« Test d 'humanité », « en guerre » : malgré l'apparente diversité des imaginaires convoqués, les formules utilisées pour évoquer la crise actuelle semblent toutes renvoyer vers un même idéal : celui de l'exemplarité morale des citoyens, unis et solidaires dans l'adversité. Bien que portées par des sensibilités différentes, ces formules résonnent à l'unisson et nous rappellent que nous avons tous un rôle à jouer, une part de responsabilité dans le succès (ou l'échec) des mesures mises en œuvre pour lutter contre la pandémie.

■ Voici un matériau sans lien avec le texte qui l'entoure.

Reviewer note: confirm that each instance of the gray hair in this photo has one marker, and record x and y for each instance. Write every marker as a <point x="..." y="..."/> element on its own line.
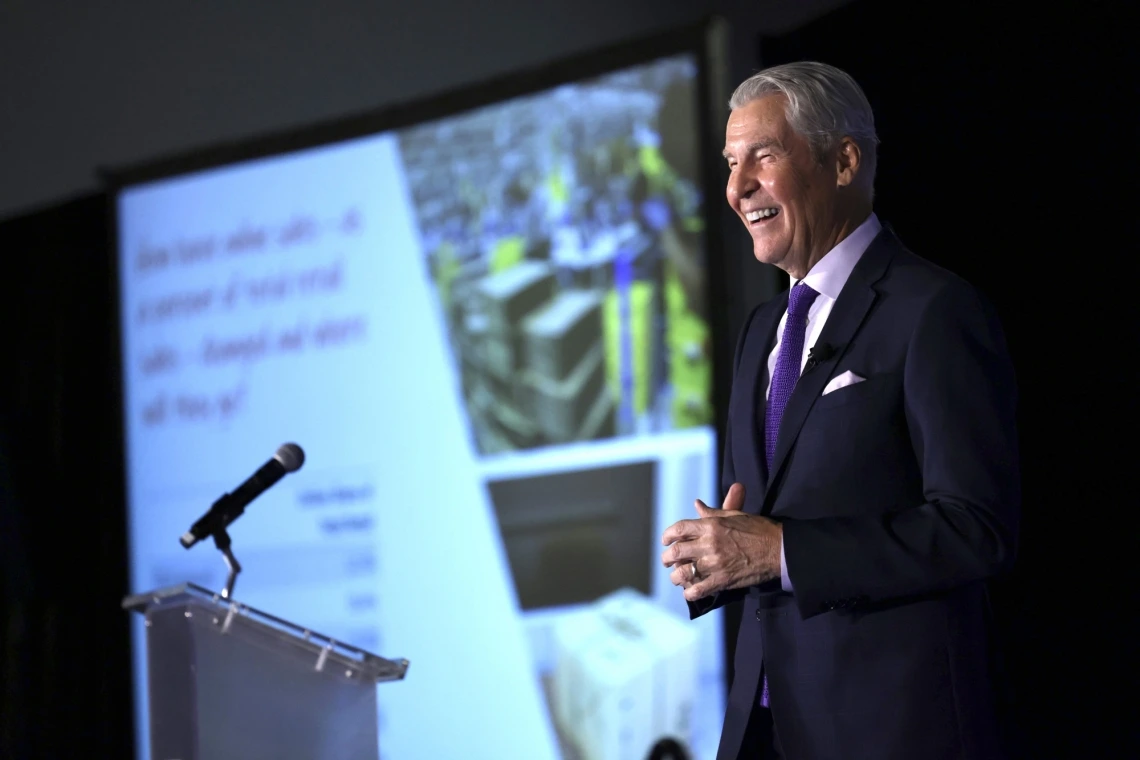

En quelques semaines, près de 4 milliards de personnes ont été amenées à rester chez elles pour limiter la propagation du virus. Pour la plupart d'entre nous, faire société ne revenait plus à aller à la rencontre de l'autre mais au contraire à s'en isoler. C'est ainsi qu'en nous extrayant du monde, nous devenions réellement utiles aux autres. C'est ainsi que par obligation, par crainte ou tout simplement par civisme, nous sommes une grande majorité à respecter le confinement, qu'il soit partiel ou total. Comme en France (mais également dans bien d'autres pays) où nous acceptons, nous faisons le choix délibéré de renoncer à l'un de nos droits les plus fondamentaux celui de circuler librement au nom d'un intérêt général qui nous dépasse. Quelles que soient nos raisons, nous renonçons temporairement à l'une de nos libertés pour que d'autres puissent soigner et être soignés ; pour que d'autres puissent bénéficier de l'essentiel, pour que d'autres puissent accomplir l'essentiel. En acceptant de nous confiner, en faisant ce que certains appelleraient notre devoir de citoyen, nous gagnons certes en maturité collective et en responsabilité, mais peut-être aussi en fraternité.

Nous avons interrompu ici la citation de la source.